A Growing Conspiracy

Myakka City’s Lemur Conservation Foundation Celebrates Its 25th Year With Plans to Expand

The Myakka facility is one of the few that has become a "safety net" for the world's oldest primate.

By Sarafina Murphy-Gibson January 4, 2022 Published in the January-February 2022 issue of Sarasota Magazine

Lemurs live in family groups called conspiracies.

Lemurs live in family groups called conspiracies.

Sarasota seems an unlikely place to save the lemur from extinction. But the Lemur Conservation Foundation, now celebrating its 25th year, is one of the few facilities around the world that has become a “safety net” for the world’s oldest primate, whose real home is thousands of miles away in Madagascar, a Texas-sized island off Africa.

LCF was founded by Penelope Bodry-Sanders, another improbable player in the lemurs’ future. A former Dominican nun, Broadway actress and singer, and education staffer at the American Museum of Natural History, she took a trip to Madagascar in 1996 and became enchanted with lemurs after watching them romp among the trees and bask in the sun.

She also became aware of their plight. Changing climates, bushmeat hunting, geopolitics and habitat loss through farming and logging were decimating many of the more than 100 species of lemur, which had evolved in almost total isolation for tens of millions of years. When Bodry-Sanders returned to the states, she paid $35,000 for a large swath of forested land in Myakka that would suit lemurs.

Now nestled on 130 acres, LCF is a nonprofit captive breeding facility and one of only 14 of the world’s animal organizations accredited by the Association of Zoos and Aquariums for best practices in animal care. Two lemur buildings feature divided rooms for individual family units called “conspiracies” (apparently because the clever little creatures band together and conspire to outwit predators). Each space has ropes and branches to climb, plastic playground equipment and box nooks for lounging. Connecting corridors allow lemurs access to spacious enclosed forested areas where they can roam nearly 24/7.

LCF’s colony is an impressive 50 strong, with five different species represented. From the endangered species list are the common brown lemurs, the collared brown lemurs and the ring-tailed lemurs. The reserve also has the largest colonies in North America of the critically endangered mongoose lemurs and red ruffed lemurs.

Set near the habitats is an educational center filled with bookshelves and lemur-themed art. LCF is not open to the public, but staff, interns and visiting researchers can use guest cabins to study and lead programs. They share curiosities. Did you know lemurs have two tongues, one for eating and one for grooming, and fingernails on their tiny hands remarkably like our own?

Executive director Deborah Robbins Millman says the nonprofit is also expanding its environmental outreach programs in Madagascar.
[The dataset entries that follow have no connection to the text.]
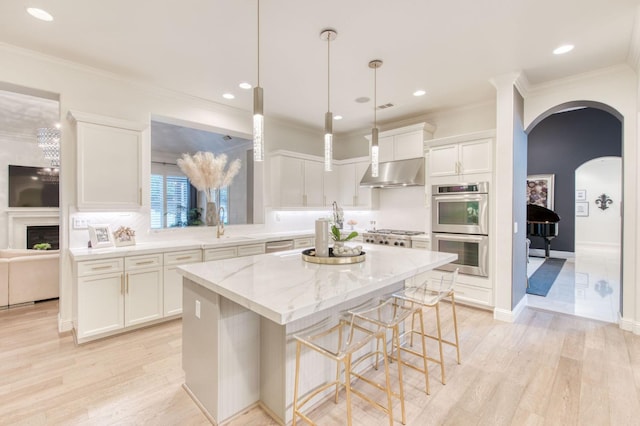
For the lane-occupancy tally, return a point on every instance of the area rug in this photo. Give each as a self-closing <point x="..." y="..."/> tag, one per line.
<point x="542" y="279"/>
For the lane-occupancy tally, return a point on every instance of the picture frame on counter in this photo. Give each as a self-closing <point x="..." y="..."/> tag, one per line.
<point x="540" y="190"/>
<point x="100" y="236"/>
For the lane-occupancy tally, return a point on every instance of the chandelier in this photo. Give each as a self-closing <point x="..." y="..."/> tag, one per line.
<point x="49" y="142"/>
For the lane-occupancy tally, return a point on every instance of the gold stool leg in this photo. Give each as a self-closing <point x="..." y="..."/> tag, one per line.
<point x="396" y="343"/>
<point x="424" y="352"/>
<point x="455" y="325"/>
<point x="295" y="386"/>
<point x="444" y="380"/>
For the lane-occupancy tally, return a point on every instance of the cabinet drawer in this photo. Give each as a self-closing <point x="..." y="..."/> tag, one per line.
<point x="303" y="242"/>
<point x="132" y="263"/>
<point x="424" y="245"/>
<point x="221" y="253"/>
<point x="95" y="267"/>
<point x="182" y="257"/>
<point x="472" y="294"/>
<point x="251" y="250"/>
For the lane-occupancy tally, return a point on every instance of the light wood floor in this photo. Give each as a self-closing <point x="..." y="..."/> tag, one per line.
<point x="547" y="368"/>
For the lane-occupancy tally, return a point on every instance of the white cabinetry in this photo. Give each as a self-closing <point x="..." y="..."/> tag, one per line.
<point x="109" y="162"/>
<point x="297" y="181"/>
<point x="172" y="299"/>
<point x="351" y="193"/>
<point x="461" y="159"/>
<point x="403" y="143"/>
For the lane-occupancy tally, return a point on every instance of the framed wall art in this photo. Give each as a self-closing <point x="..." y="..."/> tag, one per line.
<point x="540" y="190"/>
<point x="100" y="236"/>
<point x="582" y="209"/>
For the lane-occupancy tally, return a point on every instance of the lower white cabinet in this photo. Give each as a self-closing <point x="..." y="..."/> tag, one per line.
<point x="173" y="281"/>
<point x="143" y="289"/>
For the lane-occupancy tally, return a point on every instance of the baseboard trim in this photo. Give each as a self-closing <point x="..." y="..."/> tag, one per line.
<point x="64" y="325"/>
<point x="510" y="316"/>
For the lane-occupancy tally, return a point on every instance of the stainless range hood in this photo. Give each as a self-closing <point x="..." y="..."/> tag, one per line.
<point x="396" y="174"/>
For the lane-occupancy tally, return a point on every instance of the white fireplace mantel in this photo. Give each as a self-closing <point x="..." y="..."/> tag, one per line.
<point x="19" y="218"/>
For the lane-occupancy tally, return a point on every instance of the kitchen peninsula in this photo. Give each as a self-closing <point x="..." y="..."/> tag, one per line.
<point x="238" y="315"/>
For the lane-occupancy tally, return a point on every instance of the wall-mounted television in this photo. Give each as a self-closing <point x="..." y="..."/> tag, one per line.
<point x="34" y="186"/>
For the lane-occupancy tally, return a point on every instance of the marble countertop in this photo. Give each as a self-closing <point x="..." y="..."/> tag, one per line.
<point x="229" y="240"/>
<point x="283" y="288"/>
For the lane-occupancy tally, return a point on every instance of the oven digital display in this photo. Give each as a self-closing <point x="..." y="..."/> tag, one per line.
<point x="468" y="252"/>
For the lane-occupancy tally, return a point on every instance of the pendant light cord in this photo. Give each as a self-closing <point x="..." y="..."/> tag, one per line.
<point x="258" y="42"/>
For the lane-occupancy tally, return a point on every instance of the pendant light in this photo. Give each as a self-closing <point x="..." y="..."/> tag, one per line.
<point x="375" y="64"/>
<point x="258" y="110"/>
<point x="329" y="35"/>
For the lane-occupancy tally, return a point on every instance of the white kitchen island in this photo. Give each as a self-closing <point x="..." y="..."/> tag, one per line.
<point x="238" y="316"/>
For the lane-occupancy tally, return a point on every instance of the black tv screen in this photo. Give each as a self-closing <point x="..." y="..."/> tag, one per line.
<point x="34" y="186"/>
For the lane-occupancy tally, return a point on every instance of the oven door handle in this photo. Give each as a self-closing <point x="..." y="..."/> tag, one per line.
<point x="461" y="237"/>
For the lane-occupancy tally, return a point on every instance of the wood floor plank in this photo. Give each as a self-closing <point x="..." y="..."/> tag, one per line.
<point x="545" y="368"/>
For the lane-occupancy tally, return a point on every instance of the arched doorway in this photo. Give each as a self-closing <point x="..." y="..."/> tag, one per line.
<point x="560" y="141"/>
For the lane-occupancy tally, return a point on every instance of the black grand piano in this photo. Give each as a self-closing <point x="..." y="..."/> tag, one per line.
<point x="542" y="222"/>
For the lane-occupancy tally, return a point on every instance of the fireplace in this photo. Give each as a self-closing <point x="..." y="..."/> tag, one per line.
<point x="43" y="234"/>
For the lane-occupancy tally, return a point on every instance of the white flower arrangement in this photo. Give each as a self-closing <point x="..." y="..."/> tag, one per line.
<point x="207" y="172"/>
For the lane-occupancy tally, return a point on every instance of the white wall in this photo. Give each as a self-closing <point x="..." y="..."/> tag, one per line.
<point x="601" y="227"/>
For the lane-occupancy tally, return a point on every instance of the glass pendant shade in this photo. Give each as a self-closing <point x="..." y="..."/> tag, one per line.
<point x="374" y="152"/>
<point x="49" y="142"/>
<point x="258" y="125"/>
<point x="328" y="141"/>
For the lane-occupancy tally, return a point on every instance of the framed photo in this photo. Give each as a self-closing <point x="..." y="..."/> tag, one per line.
<point x="582" y="208"/>
<point x="124" y="236"/>
<point x="100" y="236"/>
<point x="540" y="190"/>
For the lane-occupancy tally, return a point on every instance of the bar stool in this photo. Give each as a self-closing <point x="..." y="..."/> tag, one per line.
<point x="386" y="314"/>
<point x="429" y="295"/>
<point x="340" y="340"/>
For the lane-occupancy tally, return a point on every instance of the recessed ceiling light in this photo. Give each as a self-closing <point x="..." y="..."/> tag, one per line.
<point x="563" y="49"/>
<point x="43" y="15"/>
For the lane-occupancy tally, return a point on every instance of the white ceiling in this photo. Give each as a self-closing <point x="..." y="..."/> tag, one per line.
<point x="451" y="48"/>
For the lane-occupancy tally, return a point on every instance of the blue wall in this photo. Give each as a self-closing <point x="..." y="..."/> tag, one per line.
<point x="561" y="143"/>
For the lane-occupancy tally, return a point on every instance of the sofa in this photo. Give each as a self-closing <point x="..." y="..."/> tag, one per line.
<point x="28" y="276"/>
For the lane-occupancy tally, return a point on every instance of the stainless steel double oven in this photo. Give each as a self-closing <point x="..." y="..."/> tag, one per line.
<point x="460" y="224"/>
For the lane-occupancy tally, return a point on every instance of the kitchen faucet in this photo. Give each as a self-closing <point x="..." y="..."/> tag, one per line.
<point x="220" y="228"/>
<point x="338" y="215"/>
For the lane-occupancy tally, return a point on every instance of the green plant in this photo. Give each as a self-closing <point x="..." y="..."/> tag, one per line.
<point x="337" y="236"/>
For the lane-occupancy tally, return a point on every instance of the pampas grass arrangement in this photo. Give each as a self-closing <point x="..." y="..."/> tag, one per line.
<point x="207" y="172"/>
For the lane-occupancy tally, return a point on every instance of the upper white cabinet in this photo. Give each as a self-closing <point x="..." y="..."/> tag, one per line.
<point x="109" y="162"/>
<point x="350" y="191"/>
<point x="298" y="180"/>
<point x="403" y="143"/>
<point x="461" y="156"/>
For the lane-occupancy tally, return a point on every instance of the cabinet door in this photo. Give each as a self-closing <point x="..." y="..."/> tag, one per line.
<point x="408" y="145"/>
<point x="347" y="184"/>
<point x="363" y="194"/>
<point x="475" y="157"/>
<point x="143" y="296"/>
<point x="109" y="167"/>
<point x="443" y="160"/>
<point x="385" y="149"/>
<point x="313" y="177"/>
<point x="331" y="186"/>
<point x="100" y="304"/>
<point x="291" y="182"/>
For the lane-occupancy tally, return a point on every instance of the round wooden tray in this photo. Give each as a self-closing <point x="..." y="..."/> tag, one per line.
<point x="309" y="255"/>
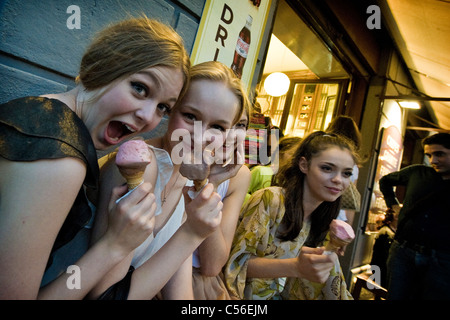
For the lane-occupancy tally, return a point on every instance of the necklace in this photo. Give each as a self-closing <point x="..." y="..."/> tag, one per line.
<point x="164" y="190"/>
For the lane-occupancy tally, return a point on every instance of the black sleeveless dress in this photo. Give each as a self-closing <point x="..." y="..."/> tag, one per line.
<point x="35" y="128"/>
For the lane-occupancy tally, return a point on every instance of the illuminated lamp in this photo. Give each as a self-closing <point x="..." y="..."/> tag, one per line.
<point x="276" y="84"/>
<point x="409" y="104"/>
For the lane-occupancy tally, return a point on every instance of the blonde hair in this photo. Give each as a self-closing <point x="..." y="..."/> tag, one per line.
<point x="217" y="71"/>
<point x="129" y="46"/>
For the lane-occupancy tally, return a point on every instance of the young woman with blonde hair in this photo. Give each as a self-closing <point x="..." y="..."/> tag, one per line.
<point x="130" y="77"/>
<point x="213" y="104"/>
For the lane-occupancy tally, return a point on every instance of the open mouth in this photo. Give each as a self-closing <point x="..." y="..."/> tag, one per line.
<point x="118" y="130"/>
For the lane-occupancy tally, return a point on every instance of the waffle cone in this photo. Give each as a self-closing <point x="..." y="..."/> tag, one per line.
<point x="335" y="243"/>
<point x="199" y="184"/>
<point x="134" y="179"/>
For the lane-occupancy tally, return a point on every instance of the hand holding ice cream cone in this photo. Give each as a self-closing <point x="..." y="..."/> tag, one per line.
<point x="341" y="234"/>
<point x="132" y="159"/>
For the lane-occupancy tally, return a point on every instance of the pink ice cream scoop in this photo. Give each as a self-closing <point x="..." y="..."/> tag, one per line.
<point x="341" y="234"/>
<point x="196" y="170"/>
<point x="132" y="159"/>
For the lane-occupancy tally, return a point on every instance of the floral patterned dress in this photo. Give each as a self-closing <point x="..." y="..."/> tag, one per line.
<point x="256" y="236"/>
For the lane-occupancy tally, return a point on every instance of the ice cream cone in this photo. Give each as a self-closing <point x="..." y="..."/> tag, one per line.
<point x="335" y="244"/>
<point x="199" y="184"/>
<point x="341" y="234"/>
<point x="132" y="159"/>
<point x="133" y="179"/>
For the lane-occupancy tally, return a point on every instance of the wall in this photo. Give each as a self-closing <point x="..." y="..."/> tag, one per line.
<point x="40" y="54"/>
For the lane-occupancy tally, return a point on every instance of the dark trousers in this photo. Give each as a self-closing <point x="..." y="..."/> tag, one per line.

Along with field research, the staff offers educational and family health care services to the Malagasy people, plants trees to combat deforestation, provides fuel-efficient stoves to reduce wood consumption and monitors illegal activities. “It’s important to ensure not only that lemurs survive, but they have a home to return to,” explains Millman.

From left: baby lemurs Mangoky and Onilahy.

From left: baby lemurs Mangoky and Onilahy.

This year, despite Covid-19 challenges that created supply and volunteer shortages, and the chance that lemurs could contract the disease, LCF welcomed seven new additions to the family through its breeding program. These newcomers now need their own home, and LCF is in the works to build a third lemur house and expand its forested enclosures.

The team at LCF realize they cannot solve this multi-faceted problem alone. To bring a species back from the brink of extinction requires collaboration across many industries on many fronts, funding and a lot of hope. Millman says, “We are all part of one ecosystem and everything is connected. These species are unique and wonderful, and it would be a tragedy to lose such a gift.”